GS SQL - LLM Agent Reference (Compact Core)
This is the compact CORE for AI agents — only the GS-specific things that prevent failures and that the agent wouldn't know to search for. For everything else (function syntax, full DDL, deep grammar, catalog/view syntax, table function details, edge cases, recipes), use DocsRetrieval / GrepDocs / ReadDoc on the developer HTML docs (gsqlgrammar.html, gsqltables.html, gsqlteq.html, gsqlddl.html, gsql_llm_ddl_reference.html, help_*.html).
0. Relationship to ANSI SQL and PostgreSQL
GS SQL is an ANSI SQL / PostgreSQL-flavored dialect with temporal extensions. Treat your existing PostgreSQL knowledge as the prior — most things that work in PostgreSQL work in GS SQL with the same semantics. Use this doc only for the GS-specific things that won't behave the way you expect.

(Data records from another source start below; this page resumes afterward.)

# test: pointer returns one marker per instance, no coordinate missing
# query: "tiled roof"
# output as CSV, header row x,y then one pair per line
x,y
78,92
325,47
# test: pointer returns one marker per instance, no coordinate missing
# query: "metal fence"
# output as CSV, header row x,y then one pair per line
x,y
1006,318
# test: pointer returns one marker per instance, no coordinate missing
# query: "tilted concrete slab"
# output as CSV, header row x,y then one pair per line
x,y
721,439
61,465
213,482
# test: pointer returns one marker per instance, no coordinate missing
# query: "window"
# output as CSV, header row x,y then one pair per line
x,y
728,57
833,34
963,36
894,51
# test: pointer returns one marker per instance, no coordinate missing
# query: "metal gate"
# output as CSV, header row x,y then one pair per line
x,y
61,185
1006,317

Behaves like ANSI / PostgreSQL (no need to look up):
- Operators: || (string concat), ::type (cast), +, -, *, /, %, =, !=, <>, <, <=, >, >=, AND, OR, NOT, IS NULL, IS NOT NULL, BETWEEN, IN, EXISTS, LIKE (case-sensitive), ILIKE (case-insensitive), CAST(expr AS type)
- Keyword forms: EXTRACT(field FROM expr), CASE/WHEN/THEN/ELSE, COALESCE, NULLIF
- Type names: STRING, BOOLEAN, LONG, DOUBLE, BIGDECIMAL — plus PG aliases (int8/bigint/integer/int4/smallint/int2/text/varchar/bool/numeric/decimal/float8/float4/real/timestamp/timestamptz)
- Standard SQL functions: full standard library — character_length, length, position, strpos, instr, lower, upper, trim/ltrim/rtrim, substr, replace, concat, date_trunc, date_part, to_timestamp, to_date, regexp_match, regexp_replace, count, sum, avg, min, max, var, stddev, percentile, abs, round, floor, ceil, sqrt, power, log, ln, exp, pg_typeof, now(), current_date, current_time, current_timestamp
- Clauses: SELECT (DISTINCT), FROM, WHERE, GROUP BY, HAVING, ORDER BY, LIMIT/OFFSET, WITH (CTEs incl. RECURSIVE), JOIN (INNER, LEFT/RIGHT/FULL OUTER, CROSS), UNION/UNION ALL/INTERSECT/EXCEPT, INSERT, UPDATE, DELETE, subqueries (correlated and non-correlated), CASE expressions, aggregate DISTINCT (e.g. COUNT(DISTINCT x))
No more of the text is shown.